Santa Maria delle Grotte, un santuario tutto da scoprire

Santa Maria delle Grotte, un santuario tutto da scoprire

Chi ci ha seguito domenica durante la “diretta”, sulla pagina Facebook e sul profilo Instagram, dell’escursione effettuata con Guglielmo Ruggiero di Cimentiamoci Four Seasons Natura e Cultura by Gaia 900, avrà notato che tra le tante foto pubblicate mancano quelle del Santuario di Santa Maria delle Grotte dove avevamo scritto più volte che saremmo stati; il motivo è presto spiegato: si tratta di un posto unico al mondo che meritava molto più spazio che una semplice foto su un profilo Social.

Sento il dovere di parlarvi approfonditamente di questo Santuario perché io per primo sono rimasto sconcertato dalla bellezza; ancor di più data la sorpresa di trovare una chiesa del genere tra le campagne di un paese, Rocchetta a Volturno, abitato ormai da poco più di 1000 persone. L’escursione preparata, come sempre al meglio, da Guglielmo, prevedeva anche l’affiancamento di un Archeologo, Dott. Michele Roccia, che con passione e competenza ci ha spiegato dapprima il complesso di San Vincenzo a Volturno e poi la storia e le magnificenze del Santuario di Santa Maria delle Grotte.

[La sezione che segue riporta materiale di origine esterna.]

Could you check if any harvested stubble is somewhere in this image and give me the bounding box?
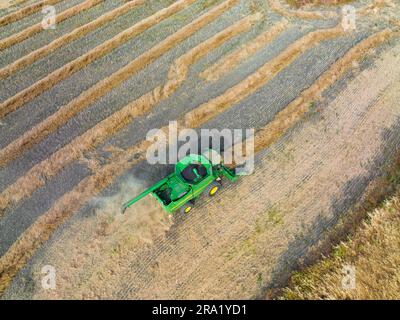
[0,0,247,215]
[185,27,344,128]
[268,0,332,20]
[200,20,289,81]
[0,0,195,119]
[0,0,61,26]
[0,0,145,79]
[0,0,104,50]
[0,30,393,294]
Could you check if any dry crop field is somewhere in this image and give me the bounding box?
[0,0,400,299]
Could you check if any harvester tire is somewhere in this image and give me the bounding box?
[181,202,193,214]
[207,181,221,197]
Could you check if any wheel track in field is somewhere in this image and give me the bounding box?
[0,0,144,79]
[0,0,63,27]
[1,23,394,296]
[0,0,104,50]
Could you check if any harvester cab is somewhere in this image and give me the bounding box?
[122,150,238,213]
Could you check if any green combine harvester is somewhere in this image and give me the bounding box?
[122,150,239,213]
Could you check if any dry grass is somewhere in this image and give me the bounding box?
[0,0,144,79]
[268,0,327,20]
[0,0,245,295]
[0,0,104,50]
[0,0,61,26]
[0,1,244,216]
[0,10,261,215]
[200,20,289,81]
[185,27,344,128]
[0,0,195,120]
[283,194,400,299]
[286,0,354,8]
[255,29,393,152]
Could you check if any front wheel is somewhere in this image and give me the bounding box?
[207,181,221,197]
[181,202,193,214]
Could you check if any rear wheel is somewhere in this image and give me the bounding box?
[181,202,193,214]
[207,181,221,197]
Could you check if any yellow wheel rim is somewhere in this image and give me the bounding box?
[210,186,218,196]
[185,207,192,213]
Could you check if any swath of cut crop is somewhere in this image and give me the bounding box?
[0,25,390,294]
[0,0,61,26]
[34,177,172,300]
[228,29,399,157]
[0,0,104,50]
[0,14,262,216]
[0,0,145,79]
[200,20,289,81]
[268,0,335,20]
[0,0,242,295]
[0,0,28,9]
[185,27,344,128]
[0,0,195,121]
[0,25,398,294]
[0,0,239,166]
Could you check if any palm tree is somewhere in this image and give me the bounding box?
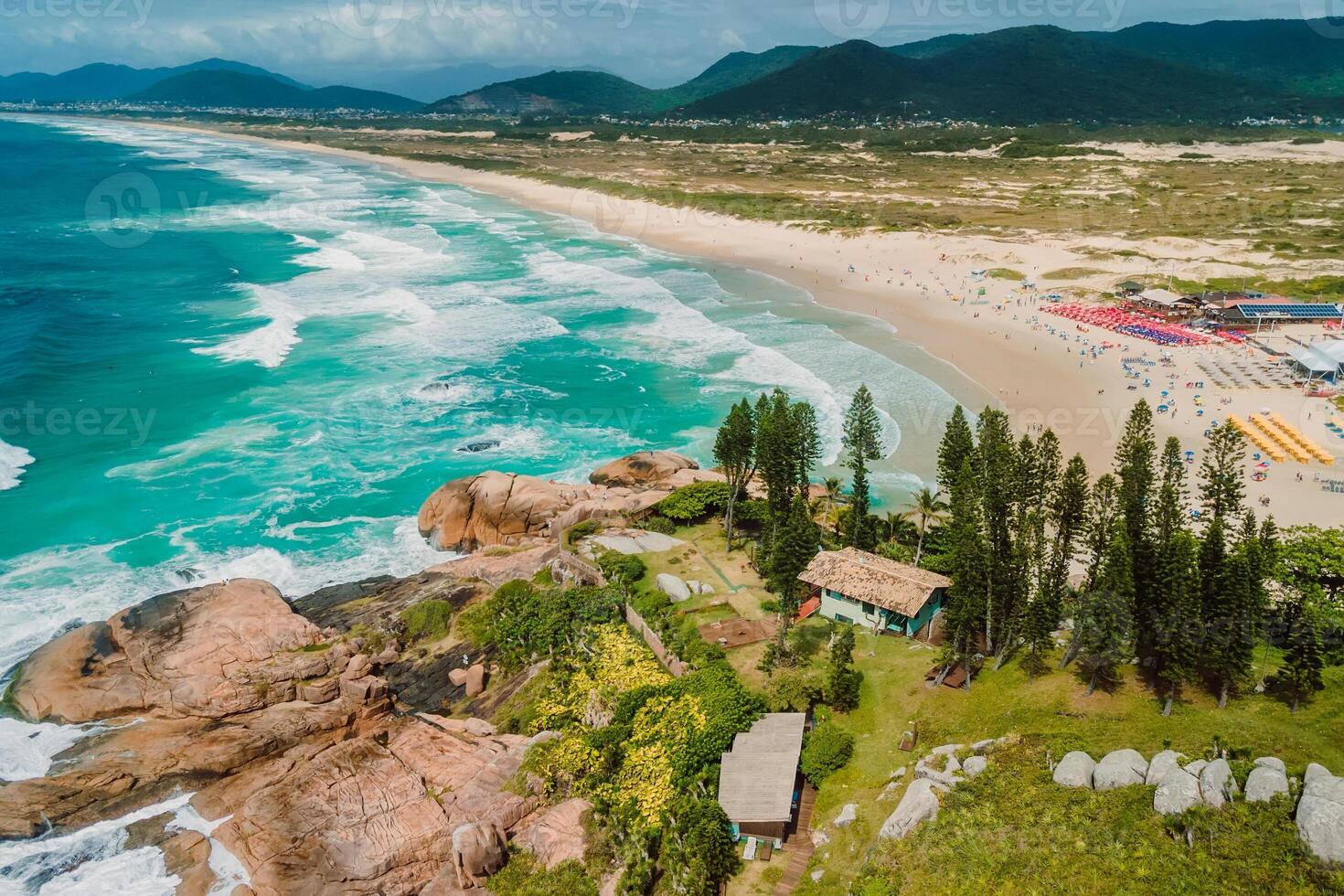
[901,486,947,567]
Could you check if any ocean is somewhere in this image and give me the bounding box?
[0,117,955,891]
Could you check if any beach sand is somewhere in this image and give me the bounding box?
[112,123,1344,525]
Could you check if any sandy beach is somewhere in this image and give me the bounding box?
[99,123,1344,525]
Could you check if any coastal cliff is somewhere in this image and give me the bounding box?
[0,453,717,896]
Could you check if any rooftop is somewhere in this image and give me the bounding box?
[798,548,952,616]
[719,712,806,824]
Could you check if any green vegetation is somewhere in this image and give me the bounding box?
[800,722,853,784]
[849,739,1344,896]
[491,849,597,896]
[398,601,453,641]
[653,482,731,523]
[457,581,621,669]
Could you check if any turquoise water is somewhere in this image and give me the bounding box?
[0,118,953,669]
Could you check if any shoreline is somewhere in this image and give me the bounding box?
[37,118,1344,525]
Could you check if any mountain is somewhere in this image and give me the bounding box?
[683,26,1322,123]
[126,71,421,112]
[369,62,613,103]
[0,59,305,102]
[429,47,817,114]
[1087,19,1344,97]
[887,34,980,59]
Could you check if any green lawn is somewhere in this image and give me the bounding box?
[784,634,1344,893]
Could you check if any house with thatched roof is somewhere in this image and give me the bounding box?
[798,548,952,639]
[719,712,806,839]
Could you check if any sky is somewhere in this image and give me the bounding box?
[0,0,1344,88]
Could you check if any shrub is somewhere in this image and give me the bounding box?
[732,498,770,528]
[766,667,821,712]
[640,515,676,535]
[564,520,603,544]
[597,550,649,589]
[801,721,853,784]
[398,601,453,641]
[655,482,729,523]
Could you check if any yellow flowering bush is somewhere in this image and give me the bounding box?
[532,624,672,733]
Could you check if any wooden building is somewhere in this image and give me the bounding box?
[798,548,952,639]
[719,712,806,841]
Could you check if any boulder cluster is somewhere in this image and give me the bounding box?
[878,738,1008,839]
[1053,750,1344,864]
[0,579,587,896]
[418,452,723,550]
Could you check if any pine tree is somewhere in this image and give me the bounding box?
[1204,549,1261,708]
[944,458,987,681]
[1078,528,1135,695]
[827,626,863,712]
[769,496,821,649]
[1115,399,1157,658]
[976,407,1023,653]
[714,399,755,550]
[1140,531,1201,716]
[938,404,976,492]
[841,386,884,550]
[1278,586,1325,712]
[1199,423,1246,520]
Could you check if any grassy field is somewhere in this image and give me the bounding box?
[596,525,1344,896]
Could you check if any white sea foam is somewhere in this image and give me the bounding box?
[191,286,305,367]
[0,442,34,492]
[0,718,102,781]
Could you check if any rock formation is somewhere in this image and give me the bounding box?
[589,452,700,487]
[0,579,582,896]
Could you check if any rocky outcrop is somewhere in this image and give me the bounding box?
[418,470,572,550]
[11,579,328,722]
[878,778,944,839]
[0,581,582,896]
[514,799,592,868]
[1055,750,1097,787]
[1153,765,1199,816]
[589,452,704,487]
[1297,763,1344,865]
[1093,750,1147,790]
[657,572,691,603]
[1199,759,1239,808]
[1246,765,1287,804]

Seguiteci, dunque, in questo percorso storico-culturale per scoprire un gioiello incastonato tra la valle del Volturno e la catena montuosa delle Mainarde. Alcuni spunti, come le ricorrenze religiose che qui si svolgono, sono state tratte dall’opuscolo informativo presente all’interno del Santuario.

Santuario Santa Maria delle Grotte

Il Santuario sorge a circa 2 chilometri dal centro abitato, in una valle raggiungibile attraverso la vecchia strada che conduce da Rocchetta a Scapoli, incastonato nella roccia in posizione piuttosto isolata. Lungo il tracciato, anticamente frequentato da viandanti e da pellegrini diretti all’Abbazia di Montecassino e a quella di San Vincenzo a Volturno, sorge questo Santuario fatto edificare dagli abati di San Vincenzo, presso il quale sostavano per riprendersi dal tragitto, accolti dall’immagine di San Cristoforo, dipinta sulla facciata, protettore dei viandanti. Qui c’è da fare una precisazione: nell’immagine di copertina non vedete alcuna immagine sacra, poiché con gli anni la chiesa è stata ingrandita ed il muro con l’immagine del Santo è adesso muro centrale della chiesa. L’intitolazione dell’edificio alla Vergine risale al XIII secolo, quando vi fu collocata un’effige della Madonna con il Bambino, mentre il toponimo “delle Grotte” deriva dall’origine di Chiesa rupestre.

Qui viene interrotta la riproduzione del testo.